[Numpy-discussion] sampling based on running sums

Sat Jun 28 01:40:38 EDT 2008

On Fri, Jun 27, 2008 at 15:06, John Hunter <jdh2358 at gmail.com> wrote:
> I would like to find the sample points where the running sum of some
> vector

All non-negative, right?

> exceeds some threshold -- at those points I want to collect all
> the data in the vector since the last time the criteria was reached
> and compute some stats on it.  For example, in python
>
>    tot = 0.
>    xs = []
>    ys = []
>
>    samples1 = []
>    for thisx, thisy in zip(x, y):
>        tot += thisx
>        xs.append(thisx)
>        ys.append(thisy)
>        if tot>=threshold:
>            samples1.append(func(xs,ys))
>            tot = 0.
>            xs = []
>            ys = []
>
>
> The following is close in numpy
>
>    sx = np.cumsum(x)
>    n = (sx/threshold).astype(int)
>    ind = np.nonzero(np.diff(n)>0)[0]+1
>
>    lasti = 0
>    samples2 = []
>    for i in ind:
>        xs = x[lasti:i+1]
>        ys = y[lasti:i+1]
>        samples2.append(func(xs, ys))
>        lasti = i
>
> But the sample points in ind do no guarantee that at least threshold
> points are between the sample points due to truncation error.

Truncation error?

One reason you get different results between the two is that you are
finding the locations where the sum exceeds an integer multiple of the
threshold *starting from 0*. In the pure-Python version, you reset the
count to 0 every time you hit the threshold.

Assuming that the data are all non-negative, the cumsum is sorted.

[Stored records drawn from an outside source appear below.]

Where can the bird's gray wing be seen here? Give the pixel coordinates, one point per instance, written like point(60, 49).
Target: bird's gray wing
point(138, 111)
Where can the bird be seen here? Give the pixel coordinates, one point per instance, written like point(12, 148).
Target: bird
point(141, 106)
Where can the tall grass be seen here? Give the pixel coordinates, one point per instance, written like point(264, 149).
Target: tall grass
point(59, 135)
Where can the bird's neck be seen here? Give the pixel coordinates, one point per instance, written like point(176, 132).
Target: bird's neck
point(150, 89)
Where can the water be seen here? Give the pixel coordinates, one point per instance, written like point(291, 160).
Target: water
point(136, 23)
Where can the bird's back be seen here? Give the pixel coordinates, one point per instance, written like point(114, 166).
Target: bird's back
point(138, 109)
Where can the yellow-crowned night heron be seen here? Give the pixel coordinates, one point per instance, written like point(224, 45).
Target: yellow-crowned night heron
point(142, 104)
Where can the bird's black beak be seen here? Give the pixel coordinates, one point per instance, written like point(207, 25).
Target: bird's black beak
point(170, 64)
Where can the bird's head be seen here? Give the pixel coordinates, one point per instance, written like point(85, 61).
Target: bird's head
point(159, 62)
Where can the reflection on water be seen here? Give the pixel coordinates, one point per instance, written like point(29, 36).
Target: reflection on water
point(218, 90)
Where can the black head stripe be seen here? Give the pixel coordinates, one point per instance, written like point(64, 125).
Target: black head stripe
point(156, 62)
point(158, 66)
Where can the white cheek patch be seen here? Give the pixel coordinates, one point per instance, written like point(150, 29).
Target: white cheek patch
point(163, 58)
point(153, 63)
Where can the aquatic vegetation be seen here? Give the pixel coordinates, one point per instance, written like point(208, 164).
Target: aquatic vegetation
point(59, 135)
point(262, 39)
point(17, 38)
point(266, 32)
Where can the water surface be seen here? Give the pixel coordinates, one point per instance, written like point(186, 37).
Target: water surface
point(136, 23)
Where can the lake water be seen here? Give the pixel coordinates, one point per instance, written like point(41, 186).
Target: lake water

So
use searchsorted() to find the next index the threshold is exceeded.
Separate the data into two parts by the index. Use the below part to
compute your function. Shift the above part down by the last value in
the below part to reset the sum. Rinse and repeat with the shifted
above part.

-- 
Robert Kern

"I have come to believe that the whole world is an enigma, a harmless
enigma that is made terrible by our own mad attempt to interpret it as
though it had an underlying truth."
 -- Umberto Eco